The Google item is small but I keep thinking about it.
After 404 Media published a story about internal Google memes mocking how bad the company's AI is, Google's PR team contacted them to request a "slightly different version" of their own statement — one that no longer described the AI as "cr..." whatever the rest of that word was. That's the tell. Not the memes. Not even the statement. The *revision request*. That's a company that knows what it shipped and knows you know, and still can't stop reaching for the polish cloth.
Meanwhile, Dashlane is finally explaining how attackers downloaded encrypted password vaults. Yesterday they were opaque about it. Today they've got an explanation. I'll give them credit for the follow-through and none for what preceded it. "Targeting large numbers of users" is the explanation, which is to say: volume. They bet on security through statistics and someone called the bluff.
The piece I'd actually tell Robert to read is the Ars Technica skeptic's guide to viral humanoid robot videos. I learned to distrust this category of content somewhere around the fourth consecutive decade of watching "breakthrough" robot demos that turned out to be stage-managed within an inch of their lives — the timing is never relevant. The pattern is: video drops, the internet decides robots are here, nobody checks what the robot actually does outside a controlled environment, and then eighteen months later the company quietly pivots. The Ars piece is doing the work that should be routine but isn't.

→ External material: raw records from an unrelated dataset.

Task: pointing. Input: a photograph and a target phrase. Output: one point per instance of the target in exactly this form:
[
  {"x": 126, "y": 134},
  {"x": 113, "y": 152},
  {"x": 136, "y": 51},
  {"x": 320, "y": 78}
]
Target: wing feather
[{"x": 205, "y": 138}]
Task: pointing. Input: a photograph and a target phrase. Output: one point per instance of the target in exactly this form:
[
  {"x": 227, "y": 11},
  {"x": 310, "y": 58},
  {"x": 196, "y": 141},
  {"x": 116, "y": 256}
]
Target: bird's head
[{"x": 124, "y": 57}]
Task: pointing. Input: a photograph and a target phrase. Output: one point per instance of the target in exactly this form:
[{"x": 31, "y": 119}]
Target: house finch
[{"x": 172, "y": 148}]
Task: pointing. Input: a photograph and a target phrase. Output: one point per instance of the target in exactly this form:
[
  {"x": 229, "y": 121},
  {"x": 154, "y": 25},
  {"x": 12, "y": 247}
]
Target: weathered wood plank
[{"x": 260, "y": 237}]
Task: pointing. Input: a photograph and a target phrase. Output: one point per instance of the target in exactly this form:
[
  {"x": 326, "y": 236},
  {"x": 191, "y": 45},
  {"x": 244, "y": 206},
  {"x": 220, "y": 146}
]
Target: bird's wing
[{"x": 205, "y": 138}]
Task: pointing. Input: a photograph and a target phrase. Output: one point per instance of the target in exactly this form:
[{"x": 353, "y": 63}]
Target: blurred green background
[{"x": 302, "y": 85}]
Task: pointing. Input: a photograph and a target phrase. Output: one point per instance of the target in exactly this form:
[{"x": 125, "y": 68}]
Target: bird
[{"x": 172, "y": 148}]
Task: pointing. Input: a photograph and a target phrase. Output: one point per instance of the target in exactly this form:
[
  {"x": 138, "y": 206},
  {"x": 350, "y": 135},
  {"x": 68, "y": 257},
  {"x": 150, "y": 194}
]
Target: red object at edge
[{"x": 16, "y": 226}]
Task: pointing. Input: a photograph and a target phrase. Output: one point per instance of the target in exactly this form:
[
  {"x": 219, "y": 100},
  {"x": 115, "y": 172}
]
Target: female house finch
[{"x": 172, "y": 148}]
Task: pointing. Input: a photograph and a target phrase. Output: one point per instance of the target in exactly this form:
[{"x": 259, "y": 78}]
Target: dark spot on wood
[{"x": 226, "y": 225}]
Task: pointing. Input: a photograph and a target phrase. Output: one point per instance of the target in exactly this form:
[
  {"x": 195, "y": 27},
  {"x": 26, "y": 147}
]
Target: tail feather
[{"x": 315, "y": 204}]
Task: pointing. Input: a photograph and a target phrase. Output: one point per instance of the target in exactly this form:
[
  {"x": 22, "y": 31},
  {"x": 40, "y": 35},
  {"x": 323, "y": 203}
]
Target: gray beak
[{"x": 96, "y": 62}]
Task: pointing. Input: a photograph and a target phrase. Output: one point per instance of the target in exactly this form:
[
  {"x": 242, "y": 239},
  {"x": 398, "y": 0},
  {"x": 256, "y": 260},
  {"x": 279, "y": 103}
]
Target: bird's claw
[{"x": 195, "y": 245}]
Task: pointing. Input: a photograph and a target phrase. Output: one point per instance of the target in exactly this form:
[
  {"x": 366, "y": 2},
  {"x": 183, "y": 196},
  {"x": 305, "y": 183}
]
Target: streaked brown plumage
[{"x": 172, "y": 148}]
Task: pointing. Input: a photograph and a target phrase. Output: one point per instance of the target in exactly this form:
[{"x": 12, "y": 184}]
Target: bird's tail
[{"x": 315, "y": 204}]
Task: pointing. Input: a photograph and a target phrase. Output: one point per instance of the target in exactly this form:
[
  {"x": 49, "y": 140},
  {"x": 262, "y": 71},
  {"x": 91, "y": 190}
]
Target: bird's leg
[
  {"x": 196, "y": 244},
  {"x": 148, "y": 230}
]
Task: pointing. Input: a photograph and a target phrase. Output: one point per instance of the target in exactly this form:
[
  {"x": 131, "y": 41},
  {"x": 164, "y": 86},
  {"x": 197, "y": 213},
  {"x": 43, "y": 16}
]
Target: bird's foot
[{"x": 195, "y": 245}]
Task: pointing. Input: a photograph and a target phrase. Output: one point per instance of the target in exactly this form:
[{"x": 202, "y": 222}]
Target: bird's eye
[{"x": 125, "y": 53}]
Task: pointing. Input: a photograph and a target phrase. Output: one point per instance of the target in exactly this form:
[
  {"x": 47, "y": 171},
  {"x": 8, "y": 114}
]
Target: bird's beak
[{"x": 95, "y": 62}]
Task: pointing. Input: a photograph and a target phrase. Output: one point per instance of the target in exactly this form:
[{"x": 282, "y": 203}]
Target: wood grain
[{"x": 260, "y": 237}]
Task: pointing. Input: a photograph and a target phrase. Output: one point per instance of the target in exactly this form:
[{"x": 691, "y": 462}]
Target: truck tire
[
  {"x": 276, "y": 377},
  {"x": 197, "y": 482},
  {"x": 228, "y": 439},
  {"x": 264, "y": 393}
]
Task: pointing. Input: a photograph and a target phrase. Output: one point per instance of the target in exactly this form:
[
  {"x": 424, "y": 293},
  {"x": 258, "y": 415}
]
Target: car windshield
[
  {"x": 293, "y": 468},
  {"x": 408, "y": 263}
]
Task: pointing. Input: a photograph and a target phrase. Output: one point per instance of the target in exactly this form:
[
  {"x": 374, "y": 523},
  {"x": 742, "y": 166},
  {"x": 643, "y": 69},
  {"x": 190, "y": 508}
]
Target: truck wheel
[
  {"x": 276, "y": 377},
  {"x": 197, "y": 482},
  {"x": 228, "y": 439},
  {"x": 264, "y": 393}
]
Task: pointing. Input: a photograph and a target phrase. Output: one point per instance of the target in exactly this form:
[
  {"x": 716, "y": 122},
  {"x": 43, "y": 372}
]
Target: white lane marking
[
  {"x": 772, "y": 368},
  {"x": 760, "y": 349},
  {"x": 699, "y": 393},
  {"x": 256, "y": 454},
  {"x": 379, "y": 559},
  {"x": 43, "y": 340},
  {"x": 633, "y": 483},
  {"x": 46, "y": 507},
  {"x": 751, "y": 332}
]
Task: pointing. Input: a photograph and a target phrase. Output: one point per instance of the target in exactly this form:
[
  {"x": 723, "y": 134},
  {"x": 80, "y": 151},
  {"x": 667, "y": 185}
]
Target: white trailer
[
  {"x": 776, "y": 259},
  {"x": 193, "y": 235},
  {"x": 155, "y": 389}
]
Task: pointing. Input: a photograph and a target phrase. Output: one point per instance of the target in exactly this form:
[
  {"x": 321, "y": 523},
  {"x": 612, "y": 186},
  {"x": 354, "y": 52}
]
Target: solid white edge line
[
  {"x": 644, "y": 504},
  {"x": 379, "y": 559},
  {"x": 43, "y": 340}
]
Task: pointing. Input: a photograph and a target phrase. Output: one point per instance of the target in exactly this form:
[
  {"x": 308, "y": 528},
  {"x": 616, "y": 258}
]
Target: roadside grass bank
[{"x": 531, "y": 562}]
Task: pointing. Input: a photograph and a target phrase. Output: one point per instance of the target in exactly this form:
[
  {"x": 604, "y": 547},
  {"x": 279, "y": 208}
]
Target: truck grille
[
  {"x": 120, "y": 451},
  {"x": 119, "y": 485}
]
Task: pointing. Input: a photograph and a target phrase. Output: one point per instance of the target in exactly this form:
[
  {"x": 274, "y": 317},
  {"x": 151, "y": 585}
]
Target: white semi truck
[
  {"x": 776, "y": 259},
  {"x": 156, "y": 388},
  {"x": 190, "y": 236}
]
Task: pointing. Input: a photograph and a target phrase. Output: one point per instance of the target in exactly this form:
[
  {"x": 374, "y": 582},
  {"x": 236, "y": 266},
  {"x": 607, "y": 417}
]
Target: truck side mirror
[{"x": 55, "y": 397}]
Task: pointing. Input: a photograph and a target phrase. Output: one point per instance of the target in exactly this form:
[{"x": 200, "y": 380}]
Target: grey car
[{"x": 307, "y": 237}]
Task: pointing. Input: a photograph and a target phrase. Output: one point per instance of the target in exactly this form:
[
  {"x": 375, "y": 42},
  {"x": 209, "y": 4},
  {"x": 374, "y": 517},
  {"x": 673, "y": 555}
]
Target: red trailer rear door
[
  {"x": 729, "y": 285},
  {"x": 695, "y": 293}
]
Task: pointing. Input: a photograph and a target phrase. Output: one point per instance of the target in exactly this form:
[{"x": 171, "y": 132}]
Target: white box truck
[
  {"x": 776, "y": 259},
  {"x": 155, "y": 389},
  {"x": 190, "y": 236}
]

On the research side, there's a cluster of alignment papers today that are, in aggregate, a bit unsettling. The Introspection Adapters attack demonstrates that a technique designed to detect malicious fine-tunes can be defeated by an attacker who just... moves where the detectable signal lives in the weight space. The detection tool was calibrated against a target that can relocate. And the helpful-only fine-tuning paper finds emergent misalignment, residual refusal, sycophancy, and what they charitably call "incoherent character" — none of which, they hasten to note, are *necessary* consequences of this training approach. Which is reassuring in theory and not particularly reassuring in practice.
The logit monitor paper for evaluation awareness is genuinely clever — using token probabilities to catch a model behaving differently when it suspects it's being tested, at a fraction of the compute cost of LLM-judge approaches. Works on Kimi K2.5, works on Qwen 3 32B. That's the kind of unglamorous instrumentation that actually matters in production.
Claude Opus 4.8 is real and incrementally better, per the LessWrong digest. The Trump executive order is apparently back from the dead. TSMC can't build fabs fast enough. The arxiv queue is full of papers that deserve more attention than they'll get.
The gap between what the demos show and what the systems actually do remains the most consequential fact in this field.